De nombreux médecins refusent déjà de pratiquer des IVG. Il n'est pas certain que ceux qui acceptent d'en pratiquer s'y refuseront à quatorze semaines de grossesse. Il s'en trouvera de toute façon pour le faire. Les médecins sont en outre confrontés en permanence à la nécessité de prendre des décisions et peuvent mettre en avant leur clause de conscience, générale ou spécifique, pour y répondre. Certains peuvent ainsi hésiter à pratiquer une double mastectomie sur une jeune femme qui redoute un cancer génétique du sein. Et il est difficile pour les femmes d'obtenir une ligature des trompes, de nombreux médecins décidant souvent à leur place ce qui est bon pour elles.

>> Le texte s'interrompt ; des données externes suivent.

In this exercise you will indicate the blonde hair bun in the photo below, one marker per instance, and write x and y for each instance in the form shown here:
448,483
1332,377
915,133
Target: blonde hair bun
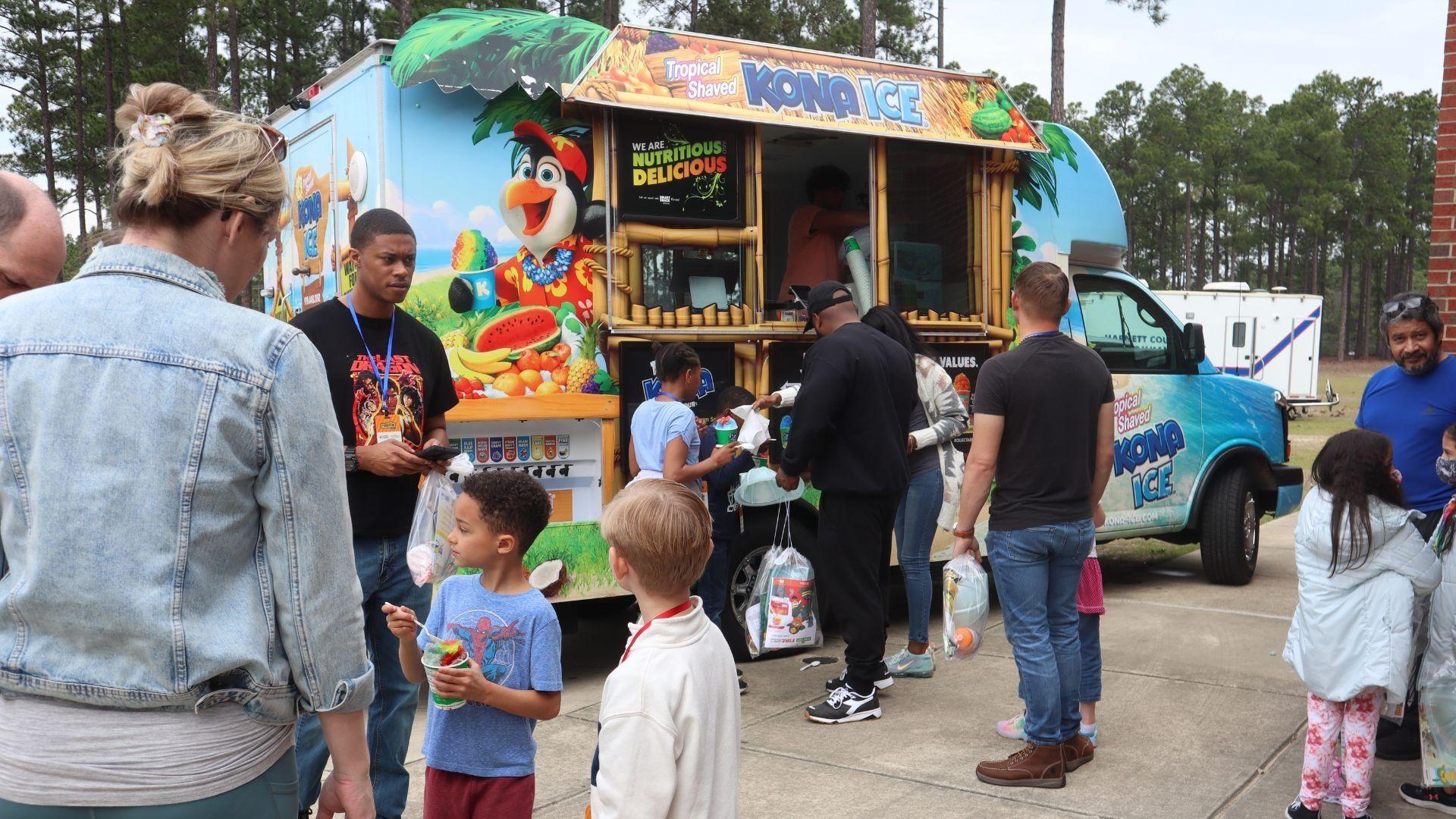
212,159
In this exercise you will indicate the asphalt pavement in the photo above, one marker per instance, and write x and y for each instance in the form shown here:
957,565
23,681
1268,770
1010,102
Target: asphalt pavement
1200,717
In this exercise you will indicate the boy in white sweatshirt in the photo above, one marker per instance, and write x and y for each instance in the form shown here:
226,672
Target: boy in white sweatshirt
667,735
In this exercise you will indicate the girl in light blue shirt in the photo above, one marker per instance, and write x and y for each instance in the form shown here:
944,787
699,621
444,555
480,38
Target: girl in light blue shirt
664,430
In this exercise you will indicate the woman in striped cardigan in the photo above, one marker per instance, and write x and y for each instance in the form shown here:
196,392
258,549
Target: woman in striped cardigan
935,484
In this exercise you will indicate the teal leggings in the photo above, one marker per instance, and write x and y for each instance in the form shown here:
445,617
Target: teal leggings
273,795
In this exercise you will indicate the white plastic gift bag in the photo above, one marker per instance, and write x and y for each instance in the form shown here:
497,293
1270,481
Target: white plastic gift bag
967,607
761,487
783,610
428,556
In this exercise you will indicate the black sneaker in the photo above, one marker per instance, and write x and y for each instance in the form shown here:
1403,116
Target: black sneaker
886,681
845,706
1298,811
1436,799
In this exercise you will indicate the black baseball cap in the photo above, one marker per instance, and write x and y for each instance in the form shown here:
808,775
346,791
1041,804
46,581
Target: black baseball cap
824,297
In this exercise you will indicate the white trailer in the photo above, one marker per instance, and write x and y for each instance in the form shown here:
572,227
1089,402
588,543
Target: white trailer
1270,337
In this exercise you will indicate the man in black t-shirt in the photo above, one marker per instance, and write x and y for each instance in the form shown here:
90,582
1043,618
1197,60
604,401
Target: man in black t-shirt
391,385
851,423
1044,431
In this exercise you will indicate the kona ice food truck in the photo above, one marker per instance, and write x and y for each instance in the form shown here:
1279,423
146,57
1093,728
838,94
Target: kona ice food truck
579,194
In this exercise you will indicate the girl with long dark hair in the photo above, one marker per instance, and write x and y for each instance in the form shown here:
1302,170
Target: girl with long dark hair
1360,566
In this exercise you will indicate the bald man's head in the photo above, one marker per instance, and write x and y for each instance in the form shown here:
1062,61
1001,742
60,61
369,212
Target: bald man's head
33,245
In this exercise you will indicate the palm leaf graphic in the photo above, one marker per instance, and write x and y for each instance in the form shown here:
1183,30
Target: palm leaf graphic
495,50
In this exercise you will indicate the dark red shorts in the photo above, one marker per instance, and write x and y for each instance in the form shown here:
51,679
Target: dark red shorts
462,796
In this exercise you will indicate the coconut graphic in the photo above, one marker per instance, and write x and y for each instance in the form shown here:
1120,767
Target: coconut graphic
549,577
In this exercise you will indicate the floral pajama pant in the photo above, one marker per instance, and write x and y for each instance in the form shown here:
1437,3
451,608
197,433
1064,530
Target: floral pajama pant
1329,723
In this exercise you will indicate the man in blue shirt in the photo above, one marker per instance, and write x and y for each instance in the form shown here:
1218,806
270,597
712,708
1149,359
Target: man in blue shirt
1414,400
1411,403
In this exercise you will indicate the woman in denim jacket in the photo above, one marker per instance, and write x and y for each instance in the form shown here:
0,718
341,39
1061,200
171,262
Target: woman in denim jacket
181,576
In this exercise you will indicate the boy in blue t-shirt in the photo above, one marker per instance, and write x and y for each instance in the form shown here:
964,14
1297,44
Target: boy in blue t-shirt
481,758
721,483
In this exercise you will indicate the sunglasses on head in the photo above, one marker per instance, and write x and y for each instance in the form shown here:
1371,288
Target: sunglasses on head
1401,305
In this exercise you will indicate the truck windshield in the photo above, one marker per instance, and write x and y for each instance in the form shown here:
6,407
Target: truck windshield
1126,325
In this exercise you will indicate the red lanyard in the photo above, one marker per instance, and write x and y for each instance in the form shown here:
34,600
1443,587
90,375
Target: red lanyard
673,611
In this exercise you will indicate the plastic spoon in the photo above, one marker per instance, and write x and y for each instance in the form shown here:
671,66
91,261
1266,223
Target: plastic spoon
419,624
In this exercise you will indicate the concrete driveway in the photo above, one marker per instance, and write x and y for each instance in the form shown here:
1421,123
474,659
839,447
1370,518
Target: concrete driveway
1200,717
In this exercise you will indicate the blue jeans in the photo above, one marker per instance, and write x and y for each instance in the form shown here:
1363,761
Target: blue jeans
712,586
1037,573
915,529
383,577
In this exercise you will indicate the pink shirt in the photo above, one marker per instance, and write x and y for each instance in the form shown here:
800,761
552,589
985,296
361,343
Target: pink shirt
813,256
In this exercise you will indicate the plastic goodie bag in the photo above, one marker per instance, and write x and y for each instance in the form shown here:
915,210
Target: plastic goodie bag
783,608
967,607
428,556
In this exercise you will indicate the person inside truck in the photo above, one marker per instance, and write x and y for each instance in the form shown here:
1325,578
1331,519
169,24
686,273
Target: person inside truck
817,228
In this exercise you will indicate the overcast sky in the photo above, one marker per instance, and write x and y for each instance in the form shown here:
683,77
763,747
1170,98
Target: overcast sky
1264,47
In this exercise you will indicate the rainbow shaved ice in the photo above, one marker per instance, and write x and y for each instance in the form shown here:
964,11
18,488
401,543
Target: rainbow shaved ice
471,253
444,653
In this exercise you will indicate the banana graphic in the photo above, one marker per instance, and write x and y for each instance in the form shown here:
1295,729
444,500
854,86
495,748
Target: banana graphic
481,360
485,372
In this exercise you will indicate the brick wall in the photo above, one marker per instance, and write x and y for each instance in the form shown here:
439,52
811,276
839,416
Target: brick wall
1442,280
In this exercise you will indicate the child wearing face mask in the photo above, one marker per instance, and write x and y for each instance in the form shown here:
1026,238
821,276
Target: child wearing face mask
1438,678
1362,566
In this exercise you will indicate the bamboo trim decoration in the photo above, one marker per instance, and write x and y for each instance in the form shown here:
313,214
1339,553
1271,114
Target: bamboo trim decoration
881,219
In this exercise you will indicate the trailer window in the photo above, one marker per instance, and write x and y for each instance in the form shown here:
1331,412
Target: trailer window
928,193
1126,327
692,278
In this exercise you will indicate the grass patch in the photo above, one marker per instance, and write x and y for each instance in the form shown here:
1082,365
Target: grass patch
582,548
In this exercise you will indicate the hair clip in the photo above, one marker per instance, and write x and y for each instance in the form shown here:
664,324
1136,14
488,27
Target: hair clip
152,129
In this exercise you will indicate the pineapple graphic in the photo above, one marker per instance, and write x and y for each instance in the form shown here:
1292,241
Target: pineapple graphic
582,376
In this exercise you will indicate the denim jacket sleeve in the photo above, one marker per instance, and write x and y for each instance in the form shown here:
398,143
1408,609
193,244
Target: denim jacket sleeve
309,544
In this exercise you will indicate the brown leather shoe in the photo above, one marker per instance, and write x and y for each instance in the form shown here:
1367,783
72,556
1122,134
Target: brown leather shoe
1076,752
1033,767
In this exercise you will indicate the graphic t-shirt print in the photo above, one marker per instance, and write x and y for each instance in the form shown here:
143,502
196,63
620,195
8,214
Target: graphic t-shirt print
488,640
406,390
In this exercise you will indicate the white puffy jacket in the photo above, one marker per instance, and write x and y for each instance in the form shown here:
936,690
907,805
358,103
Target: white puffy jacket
1354,630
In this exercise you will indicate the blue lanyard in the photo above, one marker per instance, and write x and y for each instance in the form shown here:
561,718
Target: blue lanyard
389,353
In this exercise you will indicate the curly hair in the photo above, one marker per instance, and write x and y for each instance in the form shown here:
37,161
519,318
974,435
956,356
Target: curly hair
511,503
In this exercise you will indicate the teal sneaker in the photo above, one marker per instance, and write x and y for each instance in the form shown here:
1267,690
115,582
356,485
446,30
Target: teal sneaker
905,664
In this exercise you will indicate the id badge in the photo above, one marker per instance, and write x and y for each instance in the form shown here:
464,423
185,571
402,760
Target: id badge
388,428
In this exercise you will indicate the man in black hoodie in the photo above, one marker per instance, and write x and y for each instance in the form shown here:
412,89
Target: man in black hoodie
851,422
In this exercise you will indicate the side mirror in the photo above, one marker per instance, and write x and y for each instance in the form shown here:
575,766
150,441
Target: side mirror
1193,343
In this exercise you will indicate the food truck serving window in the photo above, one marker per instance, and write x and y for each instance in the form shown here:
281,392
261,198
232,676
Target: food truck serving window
929,228
680,171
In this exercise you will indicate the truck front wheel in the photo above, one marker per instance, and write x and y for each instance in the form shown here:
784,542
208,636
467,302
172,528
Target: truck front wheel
1231,528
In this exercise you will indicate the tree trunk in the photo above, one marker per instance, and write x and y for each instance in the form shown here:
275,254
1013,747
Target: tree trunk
212,46
868,37
940,34
1059,60
80,121
235,67
42,91
1345,292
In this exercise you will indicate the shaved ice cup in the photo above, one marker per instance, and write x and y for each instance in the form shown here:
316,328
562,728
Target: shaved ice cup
438,701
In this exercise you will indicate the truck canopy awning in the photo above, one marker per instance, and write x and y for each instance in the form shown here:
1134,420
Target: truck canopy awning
494,50
699,74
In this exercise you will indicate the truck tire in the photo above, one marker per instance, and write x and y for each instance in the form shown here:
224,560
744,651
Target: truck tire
1231,528
743,570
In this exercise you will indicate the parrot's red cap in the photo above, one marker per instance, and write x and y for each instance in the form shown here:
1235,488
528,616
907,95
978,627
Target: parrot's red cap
565,148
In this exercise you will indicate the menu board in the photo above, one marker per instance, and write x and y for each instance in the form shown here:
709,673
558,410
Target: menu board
679,172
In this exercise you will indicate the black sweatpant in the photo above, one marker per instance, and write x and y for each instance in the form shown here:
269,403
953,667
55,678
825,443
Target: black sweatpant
854,566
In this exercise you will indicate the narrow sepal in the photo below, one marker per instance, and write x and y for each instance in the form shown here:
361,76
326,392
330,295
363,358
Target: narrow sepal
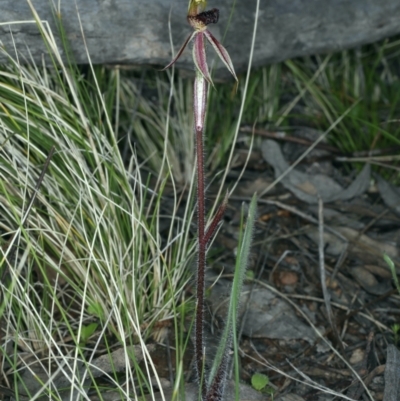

En matière de santé sexuelle et reproductive, je respecte le point de vue des médecins. Leur clause de conscience leur permet de ne pas pratiquer des actes qu'ils jugeraient contraires à leur éthique. Ce sont cependant des droits pour les femmes, qu'il faut faire respecter.
EXAMEN DES ARTICLES
Article 1 er
L'article 1 er n'est pas adopté.
Article 1 er bis
L'article 1 er bis n'est pas adopté.
Article 1 er ter A (supprimé)
L'article 1 er ter A demeure supprimé.
Article 1 er ter
L'article 1 er ter n'est pas adopté.
Article 2
L'article 2 n'est pas adopté.
Article 2 bis A
L'article 2 bis A n'est pas adopté.
Article 2 bis
L'article 2 bis n'est pas adopté.
Article 2 ter
L'article 2 ter n'est pas adopté.
Article 3
L'article 3 n'est pas adopté.
La proposition de loi n'est pas adoptée.
Conformément au premier alinéa de l'article 42 de la Constitution, la discussion en séance portera en conséquence sur le texte de la proposition de loi adopté par l'Assemblée nationale.